Wright Comments on Google Antitrust Probe
Professor Joshua Wright expects the Federal Trade Commission (FTC) to focus on potential harm to consumers, rather than Google's competitors, in its antitrust investigation of that firm.
Interviewed for an article in Bloomberg Businessweek, Wright said, "I don't believe the antitrust laws of the United States obligate Google, or rather entitle any of Google's rivals, to specific, prominent listings."
In a case that may be the biggest antitrust probe since the investigation of Microsoft, Google could be forced to spend years defending itself in the FTC's investigation of whether the company is using its position as an Internet search engine to subdue rivals in competing markets.
Google Antitrust Probe Could Mean Years of Self-Defense, Bloomberg Businessweek, June 13, 2011. By Susan Decker.

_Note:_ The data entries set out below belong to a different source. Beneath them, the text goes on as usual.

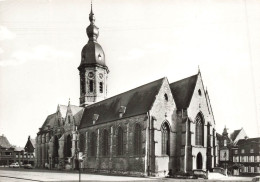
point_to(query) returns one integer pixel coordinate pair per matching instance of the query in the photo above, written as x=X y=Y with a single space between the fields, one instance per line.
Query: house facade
x=246 y=156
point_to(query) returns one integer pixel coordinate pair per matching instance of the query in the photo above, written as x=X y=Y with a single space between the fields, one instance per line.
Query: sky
x=144 y=40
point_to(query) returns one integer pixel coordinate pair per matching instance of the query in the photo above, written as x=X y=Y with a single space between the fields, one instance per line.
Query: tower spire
x=91 y=15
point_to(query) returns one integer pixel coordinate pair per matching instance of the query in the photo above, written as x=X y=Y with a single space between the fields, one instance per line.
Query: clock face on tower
x=90 y=75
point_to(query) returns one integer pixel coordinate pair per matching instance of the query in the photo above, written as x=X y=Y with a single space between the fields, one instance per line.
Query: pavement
x=26 y=175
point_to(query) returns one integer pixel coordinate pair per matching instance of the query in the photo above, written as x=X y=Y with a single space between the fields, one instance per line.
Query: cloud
x=39 y=53
x=6 y=34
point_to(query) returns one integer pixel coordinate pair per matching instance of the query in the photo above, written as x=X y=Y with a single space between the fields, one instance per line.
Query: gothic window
x=166 y=97
x=82 y=83
x=91 y=85
x=137 y=140
x=120 y=141
x=105 y=147
x=199 y=92
x=56 y=147
x=69 y=146
x=82 y=139
x=93 y=141
x=101 y=87
x=165 y=139
x=199 y=130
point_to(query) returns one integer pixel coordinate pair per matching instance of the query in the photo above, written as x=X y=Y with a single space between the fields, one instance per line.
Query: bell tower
x=92 y=69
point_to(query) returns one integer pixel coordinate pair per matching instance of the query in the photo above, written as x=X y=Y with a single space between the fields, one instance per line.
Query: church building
x=152 y=130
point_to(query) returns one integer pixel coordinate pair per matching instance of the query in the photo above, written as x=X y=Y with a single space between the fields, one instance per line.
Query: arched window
x=165 y=139
x=91 y=85
x=199 y=130
x=93 y=143
x=82 y=142
x=105 y=147
x=137 y=140
x=166 y=97
x=69 y=146
x=120 y=141
x=199 y=92
x=56 y=147
x=101 y=87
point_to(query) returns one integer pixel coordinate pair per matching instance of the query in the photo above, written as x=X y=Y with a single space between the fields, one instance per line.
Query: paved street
x=23 y=175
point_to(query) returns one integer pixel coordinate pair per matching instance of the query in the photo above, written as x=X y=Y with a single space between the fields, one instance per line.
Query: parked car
x=256 y=179
x=27 y=166
x=14 y=165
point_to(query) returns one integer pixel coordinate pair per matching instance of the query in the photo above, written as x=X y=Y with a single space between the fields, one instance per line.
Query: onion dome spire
x=92 y=29
x=91 y=16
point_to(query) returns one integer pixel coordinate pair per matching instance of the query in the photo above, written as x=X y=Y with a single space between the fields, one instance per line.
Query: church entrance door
x=199 y=161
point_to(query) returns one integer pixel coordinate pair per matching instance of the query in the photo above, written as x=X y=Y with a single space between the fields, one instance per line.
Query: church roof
x=50 y=120
x=182 y=91
x=18 y=149
x=77 y=113
x=136 y=101
x=4 y=143
x=248 y=141
x=63 y=110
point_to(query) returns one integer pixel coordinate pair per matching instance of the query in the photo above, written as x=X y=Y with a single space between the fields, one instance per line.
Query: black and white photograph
x=129 y=90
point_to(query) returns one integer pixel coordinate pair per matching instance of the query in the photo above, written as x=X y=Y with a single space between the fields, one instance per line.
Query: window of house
x=166 y=97
x=101 y=87
x=245 y=158
x=120 y=141
x=91 y=85
x=105 y=147
x=251 y=159
x=165 y=139
x=93 y=144
x=199 y=130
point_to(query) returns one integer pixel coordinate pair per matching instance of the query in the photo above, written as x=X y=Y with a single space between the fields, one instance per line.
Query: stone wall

"The investigation also may involve the FTC's Bureau of Consumer Protection, which would look at whether Google deceived Internet users by skewing search results to favor its own services, Melissa Maxman, the Washington-based co-chair of the antitrust practice group at Cozen O'Connor, said in an interview.
"Maxman said she'd be 'shocked' if the consumer protection unit wasn't involved.
"The FTC should examine whether Google doctored search results to 'raise the cost of Google's rivals, raise their advertising costs, raise their development or operating costs,' said FTC official Melanie Sabo, who is likely to play a leading role in a Google probe, at a panel discussion in December.
"The FTC may also want to know if Google tried 'to decrease the number of eyeballs' viewing competitors' websites, said Sabo, assistant director for the FTC's anticompetitive practices division. Sabo said at the time she was speaking for herself and not the agency."